Having crossed the decade mark last year, 10th Planet has secured a distinction for itself in the Calcutta theatre ecosystem as a group with a bias towards producing modern classics. After producing Galileo, it has returned to Bertolt Brecht, this time through The Threepenny Opera. Of course, this production joins a rather illustrious line of previous Bengali productions based on Brecht’s play, with Ajitesh Bandyopadhyay’s Tin Poysar Pala (produced by Nandikar in 1969) probably being the most talked about version. Like the Nandikar production, the one by 10th Planet localises Brecht by setting the action in a Bengali milieu.
The backbone of any fairly loyal adaptation of The Threepenny Opera, as conceived by Brecht, has to be the music, and the director, Sharanya Dey, has accorded music (done by Panchajanya Dey) its due importance in the scheme of things. Most of the songs, in a manner that befits Brecht, disrupt the narrative to introduce ideas and notions that compel the audience to take cognisance of larger issues beyond the dramatised fiction. The rap battle between Polly and Lucy is energetic and lively, while the very cynical song calling for turning the entire world into a rubbish heap emits raw power. Not all the songs, however, are of the same merit and thus are quite unequal in theatrical effectiveness.

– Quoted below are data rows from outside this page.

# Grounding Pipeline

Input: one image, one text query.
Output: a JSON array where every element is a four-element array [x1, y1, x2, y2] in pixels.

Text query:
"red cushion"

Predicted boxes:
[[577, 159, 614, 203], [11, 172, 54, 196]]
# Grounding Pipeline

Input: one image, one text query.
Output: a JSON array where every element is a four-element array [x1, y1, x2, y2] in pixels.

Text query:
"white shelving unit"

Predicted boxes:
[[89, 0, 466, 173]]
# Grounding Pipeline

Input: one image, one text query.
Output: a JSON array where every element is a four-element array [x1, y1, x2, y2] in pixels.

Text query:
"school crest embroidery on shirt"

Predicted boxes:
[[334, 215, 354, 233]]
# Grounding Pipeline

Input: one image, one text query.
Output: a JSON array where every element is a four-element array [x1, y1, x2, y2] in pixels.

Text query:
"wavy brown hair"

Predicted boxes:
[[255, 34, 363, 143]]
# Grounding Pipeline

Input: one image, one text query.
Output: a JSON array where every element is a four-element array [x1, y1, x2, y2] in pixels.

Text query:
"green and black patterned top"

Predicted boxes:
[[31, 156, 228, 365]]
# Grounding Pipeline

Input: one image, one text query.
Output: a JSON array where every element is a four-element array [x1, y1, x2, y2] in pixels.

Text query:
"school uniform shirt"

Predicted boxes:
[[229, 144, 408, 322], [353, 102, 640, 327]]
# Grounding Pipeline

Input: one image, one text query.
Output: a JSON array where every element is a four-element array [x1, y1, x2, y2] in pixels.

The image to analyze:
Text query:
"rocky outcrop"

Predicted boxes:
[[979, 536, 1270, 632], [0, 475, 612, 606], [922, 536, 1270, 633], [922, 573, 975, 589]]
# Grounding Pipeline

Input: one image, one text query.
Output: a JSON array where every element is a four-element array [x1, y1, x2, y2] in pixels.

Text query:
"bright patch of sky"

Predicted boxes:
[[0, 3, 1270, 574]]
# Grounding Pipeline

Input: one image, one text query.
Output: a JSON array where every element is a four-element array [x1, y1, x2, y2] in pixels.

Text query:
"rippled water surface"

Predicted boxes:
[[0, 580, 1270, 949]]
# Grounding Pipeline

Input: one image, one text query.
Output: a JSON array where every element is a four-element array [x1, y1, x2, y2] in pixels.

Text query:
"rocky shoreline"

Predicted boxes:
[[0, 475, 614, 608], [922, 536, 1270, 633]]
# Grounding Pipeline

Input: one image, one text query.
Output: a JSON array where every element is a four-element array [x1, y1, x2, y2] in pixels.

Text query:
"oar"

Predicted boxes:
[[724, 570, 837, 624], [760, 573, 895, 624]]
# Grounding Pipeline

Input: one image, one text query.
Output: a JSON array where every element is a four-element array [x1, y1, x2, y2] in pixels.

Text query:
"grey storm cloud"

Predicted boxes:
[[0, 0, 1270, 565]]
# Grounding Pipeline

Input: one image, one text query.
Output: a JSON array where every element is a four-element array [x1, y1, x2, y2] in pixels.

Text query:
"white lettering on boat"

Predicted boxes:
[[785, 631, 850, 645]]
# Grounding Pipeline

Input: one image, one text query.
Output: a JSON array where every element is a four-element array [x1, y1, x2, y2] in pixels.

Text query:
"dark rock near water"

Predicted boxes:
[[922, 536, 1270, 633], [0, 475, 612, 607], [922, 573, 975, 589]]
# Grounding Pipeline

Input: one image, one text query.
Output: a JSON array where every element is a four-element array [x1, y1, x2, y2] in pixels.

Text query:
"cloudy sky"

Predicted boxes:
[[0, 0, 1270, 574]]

The cast comprises young artists, some of whom are yet to master the intricacies of acting. But it is heartwarming to witness the collective commitment towards carrying out the directorial brief. Avijit Basak as Janardan Poddar employs a flat intonation throughout his performance, the motivation for which is unclear. While Tridhara Chatterjee and Paromita Saha turn in compelling performances, Debopriya Chowdhury, despite being in a costume that demands an overhaul, is genuinely convincing. Sharanya Dey takes to his role (that of Mantu) with the ease of a fish taking to water, but the surprise package has to be Abhipsa Chakraborty, who portrays Polly with remarkable poise and clout.